The puffed up, curly hairdos of the ’80s were the gateway to coolness during that dubious decade. Thankfully I was a young mother in my 20s and escaped those wild hairstyles for the most part, although I permed my shorter hair back then and I’m not sure it was all that attractive. This recollection led me to an even longer trip down memory lane, and I realized most of my formative years were one big, bad hair day.
It started in first grade when my mother had put curlers in my bangs the night before school pictures. One of the two curlers fell out during the night, so one side of my bangs was straight, the other curled. It made for a lop-sided look as I grinned with my little white horned-rim glasses that probably diverted attention away from the bi-level bangs. I still wonder why Mom didn’t remedy my hairdo before sending me to the bus that day.
By third grade Mom was into giving not only herself tight, curly perms (a style she’s sported most of her life) but also me, the only daughter. That school photo shows me with permed hair and a gray, wool jumper. I look like an 80-year-old in an 8-year-old body. Yikes.
And it didn’t get better by fifth grade when the flip was all the rage.
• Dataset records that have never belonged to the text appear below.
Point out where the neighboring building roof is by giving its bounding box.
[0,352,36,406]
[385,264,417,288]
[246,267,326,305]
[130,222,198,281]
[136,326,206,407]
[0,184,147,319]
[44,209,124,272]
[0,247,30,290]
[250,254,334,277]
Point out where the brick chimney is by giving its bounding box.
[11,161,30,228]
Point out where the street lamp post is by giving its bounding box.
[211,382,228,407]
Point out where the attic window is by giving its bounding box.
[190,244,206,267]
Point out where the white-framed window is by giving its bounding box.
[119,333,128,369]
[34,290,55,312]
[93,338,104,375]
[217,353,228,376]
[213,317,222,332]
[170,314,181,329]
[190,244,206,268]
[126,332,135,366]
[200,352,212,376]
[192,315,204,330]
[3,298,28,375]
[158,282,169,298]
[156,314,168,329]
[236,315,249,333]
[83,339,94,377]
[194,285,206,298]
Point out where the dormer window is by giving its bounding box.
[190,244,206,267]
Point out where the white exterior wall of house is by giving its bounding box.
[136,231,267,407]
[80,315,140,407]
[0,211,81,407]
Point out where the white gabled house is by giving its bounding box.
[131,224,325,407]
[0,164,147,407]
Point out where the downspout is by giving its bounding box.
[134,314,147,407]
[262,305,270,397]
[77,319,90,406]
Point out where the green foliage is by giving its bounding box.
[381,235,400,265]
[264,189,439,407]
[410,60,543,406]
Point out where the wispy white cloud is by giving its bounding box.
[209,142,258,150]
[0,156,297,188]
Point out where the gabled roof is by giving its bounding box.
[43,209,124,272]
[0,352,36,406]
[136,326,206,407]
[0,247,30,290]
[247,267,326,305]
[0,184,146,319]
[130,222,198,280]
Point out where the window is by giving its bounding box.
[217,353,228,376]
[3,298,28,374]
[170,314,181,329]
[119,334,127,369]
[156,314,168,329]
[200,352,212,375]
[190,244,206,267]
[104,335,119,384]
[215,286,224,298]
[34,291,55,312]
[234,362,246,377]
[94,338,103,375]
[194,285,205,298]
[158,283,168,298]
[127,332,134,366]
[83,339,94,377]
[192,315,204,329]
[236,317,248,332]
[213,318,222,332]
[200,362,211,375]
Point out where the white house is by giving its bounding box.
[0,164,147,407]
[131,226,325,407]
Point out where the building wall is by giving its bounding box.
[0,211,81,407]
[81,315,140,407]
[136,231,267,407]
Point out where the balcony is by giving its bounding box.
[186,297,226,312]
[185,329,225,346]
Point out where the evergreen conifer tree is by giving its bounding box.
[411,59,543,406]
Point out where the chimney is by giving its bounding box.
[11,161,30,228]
You didn’t dare put curlers in your hair back then without slathering Dippity-Do on your hair to hold the curls. My school photo that year, circa 1967, shows me with my flipped out hair and very crooked, broken dark brown horn-rimmed glasses. Those pictures never should have seen the light of day.
By the early 1970s there was no style at all for most of us high-school girls, other than long and straight. “Hair,” the musical, was going strong on Broadway, glorifying long hair with lyrics that declared: “Gimme head with hair, Long beautiful hair, Shining, gleaming, Streaming, flaxen, waxen...”
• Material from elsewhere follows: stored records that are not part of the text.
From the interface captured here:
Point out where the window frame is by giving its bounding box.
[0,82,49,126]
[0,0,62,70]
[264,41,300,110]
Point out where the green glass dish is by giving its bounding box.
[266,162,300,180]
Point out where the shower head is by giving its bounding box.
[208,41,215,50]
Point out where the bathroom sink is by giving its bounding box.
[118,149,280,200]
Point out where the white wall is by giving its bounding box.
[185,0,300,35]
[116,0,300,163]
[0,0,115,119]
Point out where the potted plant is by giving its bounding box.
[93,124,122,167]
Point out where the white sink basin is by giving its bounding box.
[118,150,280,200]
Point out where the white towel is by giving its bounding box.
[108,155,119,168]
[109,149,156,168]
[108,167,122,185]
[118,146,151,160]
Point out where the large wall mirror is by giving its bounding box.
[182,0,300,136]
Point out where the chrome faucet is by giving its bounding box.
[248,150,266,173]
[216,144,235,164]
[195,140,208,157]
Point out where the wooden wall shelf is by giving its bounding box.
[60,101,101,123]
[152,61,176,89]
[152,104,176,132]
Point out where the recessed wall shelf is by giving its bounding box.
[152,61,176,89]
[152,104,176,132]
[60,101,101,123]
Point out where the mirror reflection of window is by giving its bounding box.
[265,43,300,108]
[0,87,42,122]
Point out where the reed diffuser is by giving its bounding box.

At my college dorm in 1975 it was all the rage to iron your long hair (apparently this was before straighteners were invented), especially if you had any hint of natural curls. Straight was the style, period.
Just as I have regrets — and some possible embarrassment about the hairstyles I chose in my youth — my daughters apparently have those same regrets, except they’re blaming me. Both daughters wanted — and got — mullet haircuts (short on the sides and long in back, with bangs) in the early ’90s.
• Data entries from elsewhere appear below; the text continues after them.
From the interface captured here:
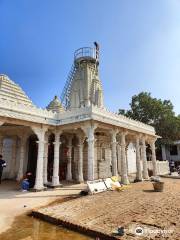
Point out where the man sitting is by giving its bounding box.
[0,154,6,184]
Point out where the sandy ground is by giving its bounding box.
[0,181,85,233]
[39,178,180,240]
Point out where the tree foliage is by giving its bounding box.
[119,92,180,143]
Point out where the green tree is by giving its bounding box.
[119,92,180,144]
“Mom, how could you let us get mullets?” they’ve asked persistently when leafing through old photo albums.
“Because that’s what you wanted,” I keep telling them. They remain horrified.
Even worse, apparently, is the “mushroom top” cut I imposed on my younger daughter. She now claims that hairstyle brought her to tears when she was 5 because she was teased about it. I continue to defend it. It was adorable.
These days, anything goes. Long, short, shaved, colored, you name it, it’s out there. But ladies, if you want to be on the cutting edge of hair this year, Harper’s Bazaar advises you’ll want one of these ’dos: the textured “cool girl” bob, long ’60s-inspired fringe, top knots and choppy crops. And apparently the ’70s shag is back. No mention of the mullet, however.